Gate driver, display device including the gate driver, and electronic device including the display device

The present application claims priority to and the benefit of Korean Patent Application No. 10-2024-0006609, filed on Jan. 16, 2024, in the Korean Intellectual Property Office, the entire disclosure of which is incorporated herein by reference.

Aspects of some embodiments of the present disclosure relate to a gate driver, a display device including the gate driver, and an electronic device including the display device.

In general, a display device includes a display panel and a display panel driver. The display panel includes gate lines, data lines, and pixels. The display panel driver includes a gate driver for providing gate signals to the gate lines, a data driver for providing data voltages to the data lines, and a driving controller for controlling the gate driver and the data driver.

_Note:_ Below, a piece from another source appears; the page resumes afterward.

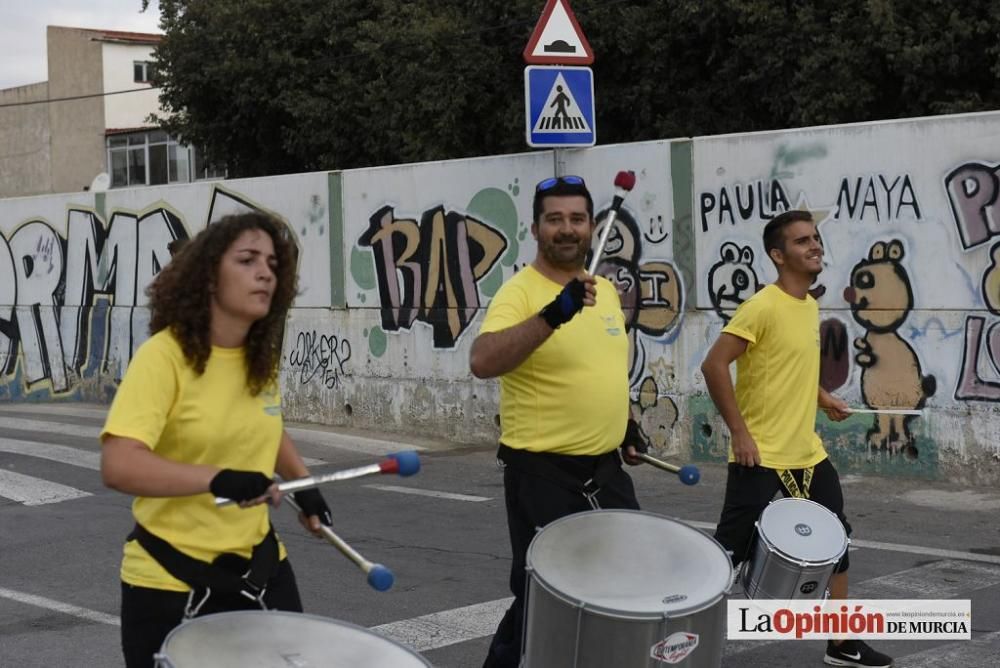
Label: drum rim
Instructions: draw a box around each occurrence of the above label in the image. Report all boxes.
[757,497,849,562]
[526,509,733,619]
[157,610,431,665]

The gate driver may include a pull down circuit which pulls down the gate signal to a low gate voltage in response to a voltage of an internal node, and the pull down circuit may include a p-type metal-oxide-semiconductor (PMOS) transistor. For the PMOS transistor to be sufficiently turned on, the voltage of the internal node may desirably be lower than the low gate voltage. When the voltage of the internal node is higher than the low gate voltage, the PMOS transistor may not be sufficiently turned on. When the PMOS transistor is not sufficiently turned on and then sufficiently turned on, the gate signal may fall in two steps, and a horizontal line may be visible on the display device.

The gate driver may include a pull up circuit which pulls up the gate signal to a high gate voltage in response to a voltage of an internal node, and the pull up circuit may be composed of an n-type metal-oxide-semiconductor (NMOS) transistor. For the NMOS transistor to be sufficiently turned on, the voltage of the internal node may desirably be higher than the high gate voltage. When the voltage of the internal node is lower than the high gate voltage, the NMOS transistor may not be sufficiently turned on. When the NMOS transistor is not sufficiently turned on and then sufficiently turned on, the gate signal may rise in two steps, and the horizontal line may be visible on the display device.

The above information disclosed in this Background section is only for enhancement of understanding of the background and therefore the information discussed in this Background section does not necessarily constitute prior art.

Aspects of some embodiments of the present disclosure relate to a gate driver and a display including the gate driver. For example, aspects of some embodiments of the present disclosure relate to a gate driver and a display including the gate driver for relatively stably outputting a gate signal.

Aspects of some embodiments of the present disclosure include a gate driver for controlling a voltage level of an internal node for a gate signal to fall in one step.

Aspects of some embodiments of the present disclosure include a display device including the gate driver.

Aspects of some embodiments of the present disclosure include an electronic device including the display driver.

In a gate driver according to some embodiments of the present disclosure, the gate driver comprises an input circuit configured to output an input signal to a first control node, a level control circuit connected between the first control node and a second control node and configured to control a voltage level of the second control node, a pull down circuit configured to pull down a gate signal to a low gate voltage in response to a voltage of the second control node and output the gate signal to a gate output node, and a voltage output circuit connected to the gate output node or connected to at least one of the first control node and the second control node and the gate output node. According to some embodiments, the level control circuit may include a first PMOS transistor including a gate electrode connected to the first control node, a first electrode receiving a clock signal, and a second electrode, a first capacitor including a first electrode connected to the second electrode of the first PMOS transistor and a second electrode connected to the first control node, and a first NMOS transistor including a gate electrode receiving the low gate voltage, a first electrode connected to the first control node, and a second electrode connected to the second control node.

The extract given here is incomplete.